Beyond Silent Letters: Amplifying LLMs in Emotion Recognition with Vocal Nuances
- URL: http://arxiv.org/abs/2407.21315v3
- Date: Wed, 16 Oct 2024 00:26:45 GMT
- Title: Beyond Silent Letters: Amplifying LLMs in Emotion Recognition with Vocal Nuances
- Authors: Zehui Wu, Ziwei Gong, Lin Ai, Pengyuan Shi, Kaan Donbekci, Julia Hirschberg,
- Abstract summary: We propose SpeechCueLLM, a method that translates speech characteristics into natural language descriptions.
We evaluate SpeechCueLLM on two datasets: IEMOCAP and MELD, showing significant improvements in emotion recognition accuracy.

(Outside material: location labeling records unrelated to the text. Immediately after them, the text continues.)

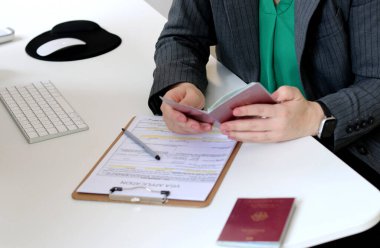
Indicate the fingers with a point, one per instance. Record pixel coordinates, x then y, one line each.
260 130
286 93
176 121
179 123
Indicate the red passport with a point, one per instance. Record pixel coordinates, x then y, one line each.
257 222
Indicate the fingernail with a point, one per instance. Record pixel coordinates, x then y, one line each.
236 112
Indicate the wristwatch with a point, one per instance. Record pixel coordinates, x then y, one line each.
328 124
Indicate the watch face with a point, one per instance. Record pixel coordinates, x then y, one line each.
328 127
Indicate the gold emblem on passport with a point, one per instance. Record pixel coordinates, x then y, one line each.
259 216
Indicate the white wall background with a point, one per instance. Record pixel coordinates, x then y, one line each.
161 6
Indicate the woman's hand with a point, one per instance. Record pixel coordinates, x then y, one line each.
292 117
187 94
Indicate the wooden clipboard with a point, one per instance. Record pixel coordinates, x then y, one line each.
183 203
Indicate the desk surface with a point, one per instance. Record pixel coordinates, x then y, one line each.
36 181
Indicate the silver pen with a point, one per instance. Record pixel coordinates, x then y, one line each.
140 143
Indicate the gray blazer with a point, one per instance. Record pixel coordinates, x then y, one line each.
338 53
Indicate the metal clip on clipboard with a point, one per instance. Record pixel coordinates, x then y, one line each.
155 196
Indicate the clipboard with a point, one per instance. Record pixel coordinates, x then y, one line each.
161 197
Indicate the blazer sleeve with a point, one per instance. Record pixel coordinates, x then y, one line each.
357 108
183 49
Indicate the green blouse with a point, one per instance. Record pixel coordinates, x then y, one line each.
278 62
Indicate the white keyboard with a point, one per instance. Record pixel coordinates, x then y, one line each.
40 111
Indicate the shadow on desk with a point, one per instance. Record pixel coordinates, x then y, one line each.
371 237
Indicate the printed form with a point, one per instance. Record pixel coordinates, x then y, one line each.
189 167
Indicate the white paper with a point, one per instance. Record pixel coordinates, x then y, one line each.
189 166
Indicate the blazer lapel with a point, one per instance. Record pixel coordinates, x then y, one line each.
243 21
303 12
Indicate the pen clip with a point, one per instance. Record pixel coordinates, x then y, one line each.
158 196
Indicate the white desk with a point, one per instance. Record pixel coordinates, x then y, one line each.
36 181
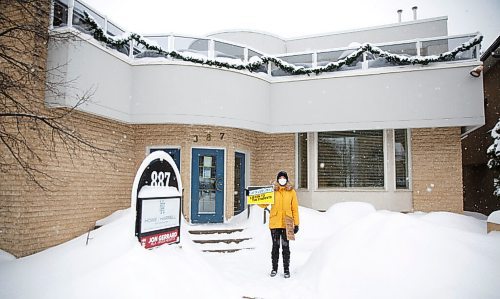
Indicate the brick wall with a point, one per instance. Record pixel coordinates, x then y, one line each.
84 187
437 169
267 153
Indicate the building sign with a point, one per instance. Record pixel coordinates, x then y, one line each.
155 240
260 195
157 197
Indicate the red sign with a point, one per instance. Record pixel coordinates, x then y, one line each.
160 239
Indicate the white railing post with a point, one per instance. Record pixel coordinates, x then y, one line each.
364 64
131 49
71 6
170 43
211 49
105 25
51 25
245 55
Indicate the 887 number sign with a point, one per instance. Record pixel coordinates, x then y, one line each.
160 178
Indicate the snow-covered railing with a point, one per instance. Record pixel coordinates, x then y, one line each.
212 52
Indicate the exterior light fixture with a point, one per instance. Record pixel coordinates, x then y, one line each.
476 72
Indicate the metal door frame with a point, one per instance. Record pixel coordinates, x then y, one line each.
194 175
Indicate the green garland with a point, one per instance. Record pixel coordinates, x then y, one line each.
99 35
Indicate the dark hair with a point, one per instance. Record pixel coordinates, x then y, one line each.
282 173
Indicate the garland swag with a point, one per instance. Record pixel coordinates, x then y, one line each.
99 35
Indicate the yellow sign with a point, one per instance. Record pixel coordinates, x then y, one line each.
260 195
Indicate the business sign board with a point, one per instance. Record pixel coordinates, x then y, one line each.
260 195
157 197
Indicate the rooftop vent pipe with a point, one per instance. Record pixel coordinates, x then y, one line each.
414 8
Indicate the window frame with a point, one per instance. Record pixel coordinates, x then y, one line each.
408 162
383 188
297 161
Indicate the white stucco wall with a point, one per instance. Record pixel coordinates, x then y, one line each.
166 91
412 97
192 94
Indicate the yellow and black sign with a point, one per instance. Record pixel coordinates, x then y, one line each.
260 195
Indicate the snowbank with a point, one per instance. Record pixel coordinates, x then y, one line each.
494 217
392 255
349 251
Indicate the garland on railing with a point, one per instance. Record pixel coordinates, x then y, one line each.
256 64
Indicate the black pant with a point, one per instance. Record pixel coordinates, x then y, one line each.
279 235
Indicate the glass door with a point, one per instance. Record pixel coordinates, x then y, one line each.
207 186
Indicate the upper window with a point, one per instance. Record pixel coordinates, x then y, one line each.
302 165
351 159
401 158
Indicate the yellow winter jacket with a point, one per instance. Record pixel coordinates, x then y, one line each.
285 203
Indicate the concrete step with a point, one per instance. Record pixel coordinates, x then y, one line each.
227 250
227 241
220 240
215 231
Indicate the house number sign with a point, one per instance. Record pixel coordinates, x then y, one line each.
207 137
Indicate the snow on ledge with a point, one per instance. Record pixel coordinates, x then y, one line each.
158 191
494 217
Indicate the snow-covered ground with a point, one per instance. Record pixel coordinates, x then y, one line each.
350 251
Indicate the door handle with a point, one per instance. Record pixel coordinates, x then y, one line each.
219 184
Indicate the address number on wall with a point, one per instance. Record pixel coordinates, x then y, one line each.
207 137
160 178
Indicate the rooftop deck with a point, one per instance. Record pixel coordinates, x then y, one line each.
191 80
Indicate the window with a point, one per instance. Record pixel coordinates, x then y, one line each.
302 165
401 158
351 159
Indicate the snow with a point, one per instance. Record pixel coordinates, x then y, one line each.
494 217
349 251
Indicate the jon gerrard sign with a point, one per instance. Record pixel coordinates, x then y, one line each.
157 197
260 195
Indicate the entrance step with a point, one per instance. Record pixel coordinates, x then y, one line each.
221 240
227 241
227 250
215 231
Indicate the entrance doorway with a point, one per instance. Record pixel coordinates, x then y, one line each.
239 183
207 186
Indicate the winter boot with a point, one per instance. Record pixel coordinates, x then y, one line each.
287 274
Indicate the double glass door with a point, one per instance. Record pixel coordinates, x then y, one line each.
207 186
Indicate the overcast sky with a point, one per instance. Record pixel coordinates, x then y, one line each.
294 18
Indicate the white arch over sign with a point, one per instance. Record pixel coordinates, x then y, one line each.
150 158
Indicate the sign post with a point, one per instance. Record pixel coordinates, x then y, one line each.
157 197
260 195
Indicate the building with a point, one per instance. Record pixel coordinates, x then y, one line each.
478 178
375 130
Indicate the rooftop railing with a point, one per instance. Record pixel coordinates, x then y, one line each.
70 13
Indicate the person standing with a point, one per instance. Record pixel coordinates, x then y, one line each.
285 204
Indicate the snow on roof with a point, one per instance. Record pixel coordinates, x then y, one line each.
494 217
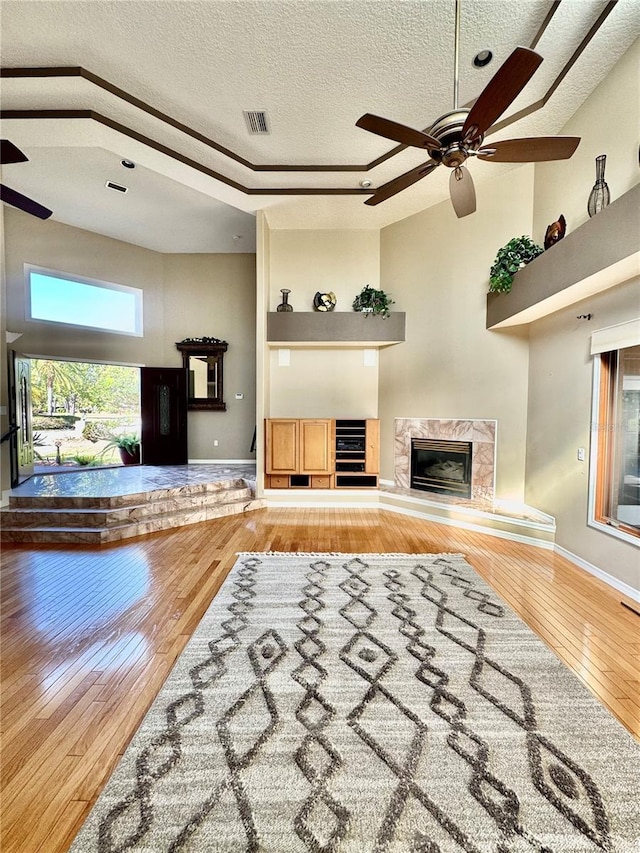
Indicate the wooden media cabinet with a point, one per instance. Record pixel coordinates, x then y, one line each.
322 453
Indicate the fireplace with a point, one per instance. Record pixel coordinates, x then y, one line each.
480 433
441 466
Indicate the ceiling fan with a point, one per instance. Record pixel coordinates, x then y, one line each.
458 135
10 153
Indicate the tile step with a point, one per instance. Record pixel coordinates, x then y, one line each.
45 533
186 492
90 517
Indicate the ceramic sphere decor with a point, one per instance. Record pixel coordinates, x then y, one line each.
324 301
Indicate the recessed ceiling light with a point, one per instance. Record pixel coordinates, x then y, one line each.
482 58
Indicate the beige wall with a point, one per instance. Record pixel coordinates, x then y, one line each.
216 295
184 296
306 261
322 382
437 266
607 123
5 473
560 367
560 393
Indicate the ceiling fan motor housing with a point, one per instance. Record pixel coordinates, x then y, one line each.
448 131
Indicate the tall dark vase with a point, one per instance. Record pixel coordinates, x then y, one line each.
284 305
599 197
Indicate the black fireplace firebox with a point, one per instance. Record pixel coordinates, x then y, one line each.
443 467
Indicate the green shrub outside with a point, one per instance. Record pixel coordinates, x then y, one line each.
97 430
54 422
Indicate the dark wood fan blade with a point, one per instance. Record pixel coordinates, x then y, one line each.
402 182
10 153
20 201
462 191
508 81
532 150
398 132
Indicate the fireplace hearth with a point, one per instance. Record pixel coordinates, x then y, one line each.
441 466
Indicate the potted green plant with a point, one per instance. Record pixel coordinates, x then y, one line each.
128 445
518 252
372 301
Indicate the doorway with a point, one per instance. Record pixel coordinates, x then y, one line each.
79 413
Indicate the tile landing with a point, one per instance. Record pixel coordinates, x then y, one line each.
108 505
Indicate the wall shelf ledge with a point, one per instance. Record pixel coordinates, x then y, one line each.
601 253
334 329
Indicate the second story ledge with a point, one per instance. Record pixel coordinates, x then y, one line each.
600 253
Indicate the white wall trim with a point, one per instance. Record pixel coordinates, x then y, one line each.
467 525
221 461
621 586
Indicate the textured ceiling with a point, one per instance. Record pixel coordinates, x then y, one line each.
167 81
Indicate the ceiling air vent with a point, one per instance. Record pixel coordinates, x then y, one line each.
113 186
257 121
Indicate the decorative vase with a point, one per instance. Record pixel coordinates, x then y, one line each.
284 305
599 197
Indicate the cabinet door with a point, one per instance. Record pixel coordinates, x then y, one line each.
372 457
281 447
316 443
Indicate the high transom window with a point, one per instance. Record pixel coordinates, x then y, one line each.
55 297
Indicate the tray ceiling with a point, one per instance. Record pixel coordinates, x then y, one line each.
165 84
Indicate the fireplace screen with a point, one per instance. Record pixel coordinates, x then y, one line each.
441 466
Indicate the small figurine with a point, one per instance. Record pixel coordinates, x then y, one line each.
555 232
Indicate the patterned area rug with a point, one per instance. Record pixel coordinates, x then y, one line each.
356 703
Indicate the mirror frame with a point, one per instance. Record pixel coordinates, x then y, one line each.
205 347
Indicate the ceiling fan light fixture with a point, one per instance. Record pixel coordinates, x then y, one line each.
482 58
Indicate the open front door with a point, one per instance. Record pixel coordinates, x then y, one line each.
163 399
21 446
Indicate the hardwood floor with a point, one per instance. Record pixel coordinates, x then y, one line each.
89 636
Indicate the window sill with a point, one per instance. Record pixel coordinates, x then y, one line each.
614 531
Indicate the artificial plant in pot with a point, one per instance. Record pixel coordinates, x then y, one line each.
372 301
517 253
128 445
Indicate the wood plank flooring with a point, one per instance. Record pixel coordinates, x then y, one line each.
90 634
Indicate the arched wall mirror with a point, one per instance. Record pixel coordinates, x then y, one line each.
203 360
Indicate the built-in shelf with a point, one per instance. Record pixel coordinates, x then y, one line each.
601 253
334 329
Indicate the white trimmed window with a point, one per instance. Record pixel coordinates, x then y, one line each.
55 297
615 454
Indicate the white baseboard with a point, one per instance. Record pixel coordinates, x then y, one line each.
621 586
221 461
467 525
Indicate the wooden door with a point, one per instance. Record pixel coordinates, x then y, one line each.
372 447
163 400
281 446
316 446
21 446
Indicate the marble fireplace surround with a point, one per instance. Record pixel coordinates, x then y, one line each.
481 434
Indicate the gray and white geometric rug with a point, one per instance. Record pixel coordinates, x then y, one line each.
343 703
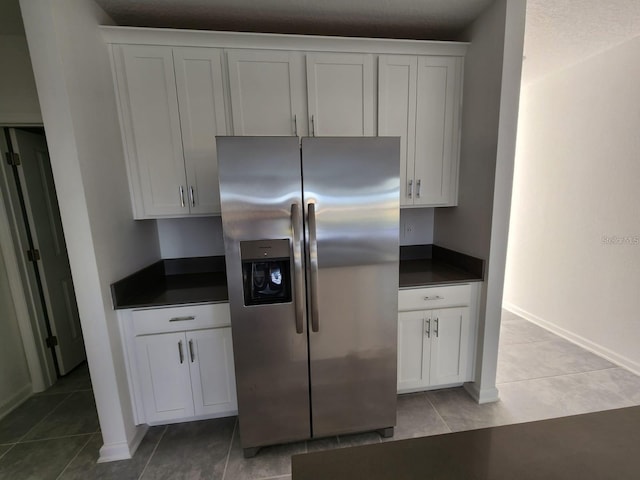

- Score: 3.396456345114466
- License: http://creativecommons.org/licenses/by-sa/4.0/
- Abstract: Emotion recognition in speech is a challenging multimodal task that requires understanding both verbal content and vocal nuances. This paper introduces a novel approach to emotion detection using Large Language Models (LLMs), which have demonstrated exceptional capabilities in natural language understanding. To overcome the inherent limitation of LLMs in processing audio inputs, we propose SpeechCueLLM, a method that translates speech characteristics into natural language descriptions, allowing LLMs to perform multimodal emotion analysis via text prompts without any architectural changes. Our method is minimal yet impactful, outperforming baseline models that require structural modifications. We evaluate SpeechCueLLM on two datasets: IEMOCAP and MELD, showing significant improvements in emotion recognition accuracy, particularly for high-quality audio data. We also explore the effectiveness of various feature representations and fine-tuning strategies for different LLMs. Our experiments demonstrate that incorporating speech descriptions yields a more than 2% increase in the average weighted F1 score on IEMOCAP (from 70.111% to 72.596%).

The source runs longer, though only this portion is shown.